As a comparison, the growth rate averaged 0.61% from 1955 until 2015. The all-time high was 5% in the first quarter of 1973, the record low -2.70% in the first quarter of 1974.
Sam wrote: “The Conservatives inherited a growing economy, but destroyed that growth by making sudden ideological cuts in 2010.” That’s also sort of true. Growth was about 0.3% in 2008 but crashed around 2009 (Labour) to -2.2%. By 2010 it had jumped back to over 0.4% and was rising but slowed, peaking at a full 1% mid-way through 2010 before dropping back. Then it kind of goes up and down around the 0% mark.
The economy is probably not doing as badly as pessimists feared but neither is it fixed. It all depends whether you agree that:
• “Labour caused the financial crash”. Sam said this was not true and was denied by Mervyn King, the governor of the Bank of England.
In fact Mr King — whose bank must also carry some of the blame so he’s got a dog in the fight — said there was “a shared intellectual responsibility” across all the political parties, bankers’ speak for “everyone is to blame”.
Politicians of all hues failed to control the banking sector, probably because it was too complex, bankers were big donors, and the biggest fools sound the most confident.
While the banking collapse fell on Labour’s watch — and Labour raised the debt despite running a budget surplus — both main parties allowed the banks to be less well regulated, from Maggie T to Gordon B.
• Tax. If you’re still reading, you’re doing well because I’m running out of steam, which of course is what politicians hope. Repeat enough dodgy figures enough times and people won’t have the energy to check them all.
Sam made a point about tax: this is the point where both parties get hard to follow.
Labour claim working people will be £1,600 worse off under the Tories, but this doesn’t include pensioners, tax and benefits changes and is based on year-old figures. The Tories ditto. You can’t really believe anything you read about tax. Both parties are going to cut services and raise taxes; Labour will borrow more to invest in public services.
As a final Election Watch warning: readers of the dreadful Daily Express need to be aware that its owner Richard Desmond has donated £1m to UKIP. This obviously affects its reporting.
I say “dreadful”: a Washington Post article branded the Express “evil” for a headline that read “80% want to quit the EU”. The Post noted: “The headline is beyond misleading; it is an outright lie in any meaningful sense of the word.” It added: “It seems that the Express isn’t a real newspaper . . . (it’s) in the same category as those Nigerian spammers. The difference is, perhaps, that from the outside it looks like a legitimate (if low-brow) newspaper, so it’s polluting the public discourse.”
Another media-related issue is the non dom tax debate. The most famous non dom in the media is the owner of the Daily Mail, Lord Rothermere. That newspaper had a go at Ed Miliband’s father; the abolition of non dom tax loophole would raise very little in actual revenue but annoys the Daily Mail very much, as well as forcing the Tories to take a stance.

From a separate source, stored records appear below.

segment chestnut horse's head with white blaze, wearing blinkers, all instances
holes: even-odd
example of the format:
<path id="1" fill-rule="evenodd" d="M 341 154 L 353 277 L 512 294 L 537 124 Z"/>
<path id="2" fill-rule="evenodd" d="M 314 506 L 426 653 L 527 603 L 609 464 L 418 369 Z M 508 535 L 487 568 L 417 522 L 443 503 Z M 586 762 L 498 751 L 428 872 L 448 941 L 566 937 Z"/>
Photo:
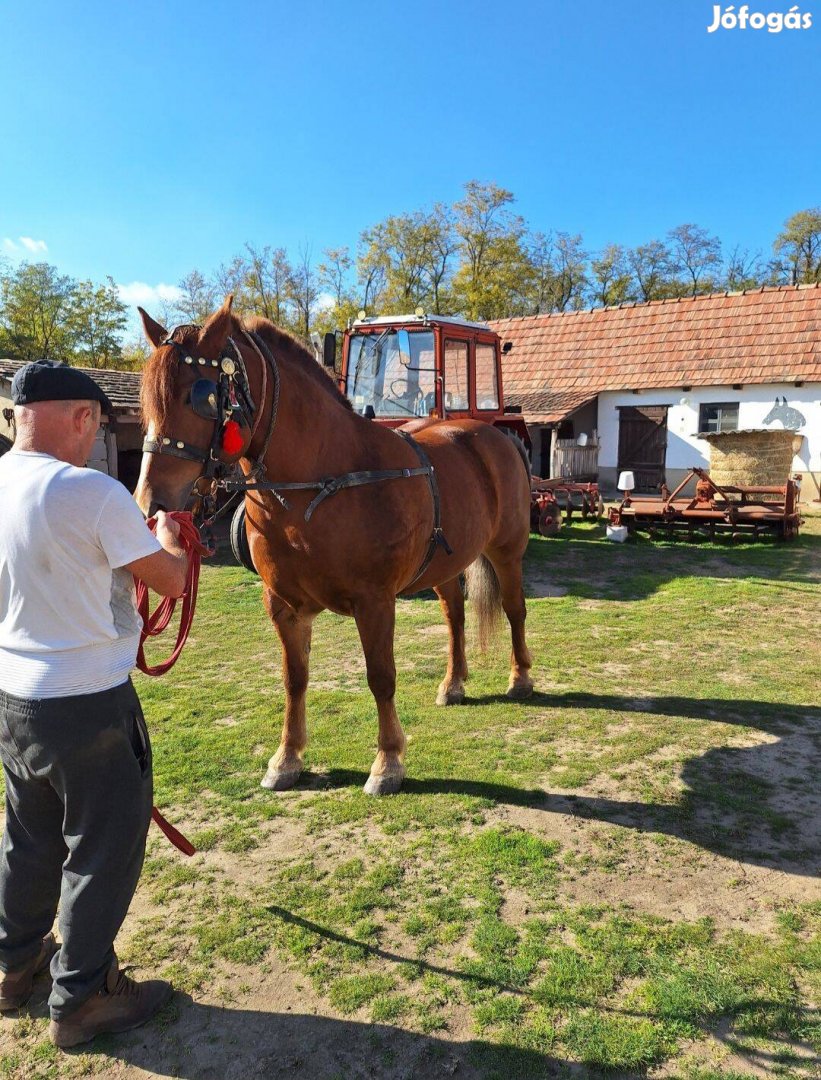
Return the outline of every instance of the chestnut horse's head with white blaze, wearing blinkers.
<path id="1" fill-rule="evenodd" d="M 234 383 L 242 362 L 230 338 L 231 300 L 204 326 L 179 326 L 171 335 L 139 309 L 153 347 L 143 373 L 146 441 L 134 492 L 147 516 L 181 510 L 198 478 L 210 480 L 220 461 L 235 461 L 247 443 L 251 417 Z"/>

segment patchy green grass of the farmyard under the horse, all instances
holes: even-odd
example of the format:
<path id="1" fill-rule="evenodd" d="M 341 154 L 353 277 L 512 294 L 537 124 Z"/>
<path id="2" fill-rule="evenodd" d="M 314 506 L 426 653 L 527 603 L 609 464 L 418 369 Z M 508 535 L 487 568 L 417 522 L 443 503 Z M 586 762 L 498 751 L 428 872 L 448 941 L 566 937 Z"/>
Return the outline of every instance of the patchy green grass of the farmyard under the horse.
<path id="1" fill-rule="evenodd" d="M 466 704 L 438 708 L 439 606 L 401 600 L 408 775 L 385 799 L 361 791 L 376 720 L 355 626 L 329 613 L 306 777 L 259 788 L 282 716 L 279 645 L 257 579 L 205 567 L 183 660 L 138 685 L 158 802 L 201 853 L 152 837 L 124 959 L 226 995 L 231 973 L 253 995 L 284 962 L 331 1015 L 417 1032 L 432 1053 L 467 1027 L 487 1080 L 565 1065 L 731 1080 L 748 1075 L 739 1062 L 808 1077 L 821 903 L 767 906 L 744 882 L 749 867 L 789 885 L 816 865 L 820 537 L 811 518 L 791 544 L 620 546 L 587 524 L 535 538 L 537 692 L 521 703 L 503 696 L 500 640 L 471 654 Z M 540 598 L 546 578 L 567 594 Z M 710 896 L 685 919 L 632 887 L 651 869 L 689 895 L 705 867 L 728 897 L 717 921 L 701 915 Z M 43 1022 L 17 1023 L 0 1077 L 56 1076 Z M 710 1039 L 718 1059 L 692 1056 Z M 59 1075 L 111 1059 L 60 1058 Z"/>

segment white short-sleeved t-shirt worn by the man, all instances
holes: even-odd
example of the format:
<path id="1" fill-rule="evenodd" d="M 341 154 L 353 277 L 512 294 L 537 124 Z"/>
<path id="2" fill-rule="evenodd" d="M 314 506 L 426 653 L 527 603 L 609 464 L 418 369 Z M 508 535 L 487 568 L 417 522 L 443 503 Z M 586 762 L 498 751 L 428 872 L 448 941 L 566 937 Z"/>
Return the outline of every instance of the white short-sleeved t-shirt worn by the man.
<path id="1" fill-rule="evenodd" d="M 0 689 L 62 698 L 124 683 L 142 623 L 122 567 L 160 550 L 105 473 L 32 450 L 0 457 Z"/>

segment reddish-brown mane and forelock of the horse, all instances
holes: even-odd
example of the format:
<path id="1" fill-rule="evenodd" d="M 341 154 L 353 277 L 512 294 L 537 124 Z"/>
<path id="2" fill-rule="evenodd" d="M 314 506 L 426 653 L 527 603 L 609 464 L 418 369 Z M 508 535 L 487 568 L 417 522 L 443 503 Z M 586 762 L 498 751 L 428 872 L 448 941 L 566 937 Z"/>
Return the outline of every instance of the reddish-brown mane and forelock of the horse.
<path id="1" fill-rule="evenodd" d="M 317 363 L 313 355 L 302 342 L 287 330 L 281 329 L 268 319 L 252 315 L 248 319 L 233 319 L 231 335 L 238 329 L 258 334 L 269 347 L 277 361 L 293 360 L 299 369 L 312 379 L 325 393 L 331 394 L 345 408 L 351 408 L 351 403 L 339 390 L 333 376 L 328 376 L 324 367 Z M 188 349 L 196 351 L 201 326 L 193 323 L 177 326 L 171 339 Z M 143 381 L 139 392 L 139 403 L 143 413 L 143 423 L 152 421 L 158 432 L 164 432 L 169 416 L 174 407 L 179 357 L 176 349 L 160 347 L 146 364 L 143 370 Z"/>

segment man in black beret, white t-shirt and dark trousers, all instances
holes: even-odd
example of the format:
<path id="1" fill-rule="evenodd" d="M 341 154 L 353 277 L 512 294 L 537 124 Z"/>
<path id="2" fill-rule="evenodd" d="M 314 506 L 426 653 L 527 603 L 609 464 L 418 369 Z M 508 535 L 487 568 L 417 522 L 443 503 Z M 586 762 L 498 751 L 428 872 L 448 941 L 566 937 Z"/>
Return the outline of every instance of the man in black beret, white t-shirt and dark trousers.
<path id="1" fill-rule="evenodd" d="M 0 1012 L 51 962 L 58 1047 L 145 1023 L 169 983 L 135 983 L 113 941 L 139 878 L 151 748 L 130 672 L 134 578 L 185 589 L 179 526 L 156 536 L 126 489 L 86 469 L 110 403 L 77 368 L 38 361 L 12 381 L 17 429 L 0 458 Z M 51 928 L 59 903 L 57 946 Z"/>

Readers of either newspaper should thus treat any stories with even more suspicion than usual.
Talking of UKIP: I‘ve not fact-checked Mr Farage’s claims as most are very misleading but tedious to check, as with houses being built for immigrants, which I wrote about the other week.
For example: his claim that 60% of the 7,000 people treated for HIV at £25,000 a year were “health tourists” is not true, not least because NHS records do not make it possible to make the claim he did.
For a start, 6,000 people are year are treated, not 7,000.
What is known is that 46% were from the UK and 54% are not (the possible source of
Mr Farage’s “60%”).
But some of the 54% were from countries where HIV treatment is free anyway (so not “health tourists”), or from countries with whom the NHS has a reciprocal agreement — ie the money can be claimed back, or offset against the cost of Brits treated abroad.
Some of the 54% would have a right to use the NHS — like Mr Farage’s own German-born wife.
Around 30% of those were from poor countries, 25% from Africa, but some of these would have UK citizenship.